File metadata and controls

95 lines (60 loc) · 4.53 KB

ContextBench metrics

ContextBench measures whether an agent read the right code while fixing a task. Benchkit also records whether the patch passed tests (SWE-Bench harness). Those are separate scores.

How to run: run-contextbench.md.

Gold vs what the agent read

Each task has gold context: the files and line ranges a human needed (in the dataset as gold_ctx).

Predicted context is rebuilt from the agent’s tool log (Read, grep, bash + sed, etc.) in trace.jsonl.
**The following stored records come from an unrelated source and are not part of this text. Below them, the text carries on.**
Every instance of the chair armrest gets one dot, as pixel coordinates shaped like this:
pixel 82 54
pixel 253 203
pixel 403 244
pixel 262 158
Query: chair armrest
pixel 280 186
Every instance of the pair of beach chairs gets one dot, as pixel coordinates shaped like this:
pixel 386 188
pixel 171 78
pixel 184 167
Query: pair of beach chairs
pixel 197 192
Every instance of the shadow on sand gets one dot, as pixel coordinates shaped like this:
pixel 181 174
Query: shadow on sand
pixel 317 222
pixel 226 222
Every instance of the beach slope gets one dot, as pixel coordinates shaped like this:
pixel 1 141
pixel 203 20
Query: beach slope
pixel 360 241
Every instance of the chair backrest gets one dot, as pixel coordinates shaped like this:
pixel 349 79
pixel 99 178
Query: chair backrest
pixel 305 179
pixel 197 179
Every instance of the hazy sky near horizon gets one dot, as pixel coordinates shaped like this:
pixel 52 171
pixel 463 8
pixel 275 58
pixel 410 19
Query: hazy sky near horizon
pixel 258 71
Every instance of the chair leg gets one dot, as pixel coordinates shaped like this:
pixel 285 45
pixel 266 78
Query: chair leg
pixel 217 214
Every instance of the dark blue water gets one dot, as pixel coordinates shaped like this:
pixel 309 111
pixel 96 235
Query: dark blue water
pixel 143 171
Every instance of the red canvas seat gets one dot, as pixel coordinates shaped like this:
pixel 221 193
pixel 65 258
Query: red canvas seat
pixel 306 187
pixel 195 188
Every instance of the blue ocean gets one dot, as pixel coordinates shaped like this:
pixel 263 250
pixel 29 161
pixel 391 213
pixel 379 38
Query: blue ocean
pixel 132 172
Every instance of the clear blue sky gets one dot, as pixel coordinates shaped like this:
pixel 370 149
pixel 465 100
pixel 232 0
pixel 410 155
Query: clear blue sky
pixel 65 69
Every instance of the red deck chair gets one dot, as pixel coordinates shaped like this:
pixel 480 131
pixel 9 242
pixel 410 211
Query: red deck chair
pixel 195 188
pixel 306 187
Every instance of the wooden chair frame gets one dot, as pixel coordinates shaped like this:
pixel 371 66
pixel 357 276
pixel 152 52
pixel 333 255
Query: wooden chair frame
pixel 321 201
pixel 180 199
For each granularity (file, line, byte-span, symbol):

Term in appendix Same as Formula
*_coverage Recall how much of gold the agent touched
*_precision Precision how much of what they read was actually gold
coverage  = overlap / gold_size
precision = overlap / pred_size

Final columns (contextbench_final_*) use the union of everything read by the end of the run. That is what papers often report for file / block (span) / line retrieval.
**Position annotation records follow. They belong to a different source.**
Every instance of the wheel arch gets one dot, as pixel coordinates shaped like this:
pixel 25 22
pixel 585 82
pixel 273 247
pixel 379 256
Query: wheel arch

Trajectory metrics (contextbench_traj_*)

Final metrics only ask: “Did they eventually read the right stuff?”

Trajectory metrics ask: “When did they read it, and how wastefully?”

After each retrieval tool call, ContextBench computes cumulative coverage (all files/lines read so far vs gold). That produces a curve over steps, e.g. step 1 = 0%, step 2 = 25%, … step 9 = 70%.

Metric Plain meaning
AUC (traj_auc_*) Average of that cumulative coverage across steps. Higher = gold found earlier, not only in the last few reads. If final line coverage is 70% but AUC is 40%, they stumbled around before finding gold.
Redundancy (traj_redundancy_*) How much was re-read. High file redundancy = opened the same files many times. Line redundancy can stay low if each sed range is new.
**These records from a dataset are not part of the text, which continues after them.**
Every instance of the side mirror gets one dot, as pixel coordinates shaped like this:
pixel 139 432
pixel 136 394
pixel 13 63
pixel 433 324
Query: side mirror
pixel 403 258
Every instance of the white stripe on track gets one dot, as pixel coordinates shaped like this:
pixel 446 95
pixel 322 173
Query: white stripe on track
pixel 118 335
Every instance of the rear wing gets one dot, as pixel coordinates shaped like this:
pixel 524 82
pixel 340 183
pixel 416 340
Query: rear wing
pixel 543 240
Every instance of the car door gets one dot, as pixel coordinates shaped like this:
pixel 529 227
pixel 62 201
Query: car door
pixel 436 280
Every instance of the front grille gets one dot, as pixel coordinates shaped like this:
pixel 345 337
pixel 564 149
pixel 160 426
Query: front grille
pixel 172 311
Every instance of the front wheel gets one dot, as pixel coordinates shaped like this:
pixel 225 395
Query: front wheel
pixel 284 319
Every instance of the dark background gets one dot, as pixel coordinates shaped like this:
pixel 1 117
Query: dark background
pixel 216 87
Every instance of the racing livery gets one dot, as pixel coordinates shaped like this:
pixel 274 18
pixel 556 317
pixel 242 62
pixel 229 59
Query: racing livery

Example: two agents both end at 70% line coverage. Agent A hits 70% on step 3; Agent B wanders until step 20. A gets a higher AUC; B may have higher redundancy.

Step-by-step values live in evaluator_resulttrajectory.steps on each appendix row.

EditLoc (contextbench_editloc_*)

Not “did they read well.” Not solve rate.

EditLoc checks: among lines removed in the agent’s patch, how many fall inside init_ctx (initial context regions from the dataset)?

Metric Meaning
editloc_recall / editloc_precision In practice both track the same thing here: fraction of deletion lines in the patch that land in init_ctx ranges

Add-only patches often score 0 EditLoc (pred_size: 0 deletions) even when the fix is correct and retrieval was good. Do not read EditLoc as Pass@1.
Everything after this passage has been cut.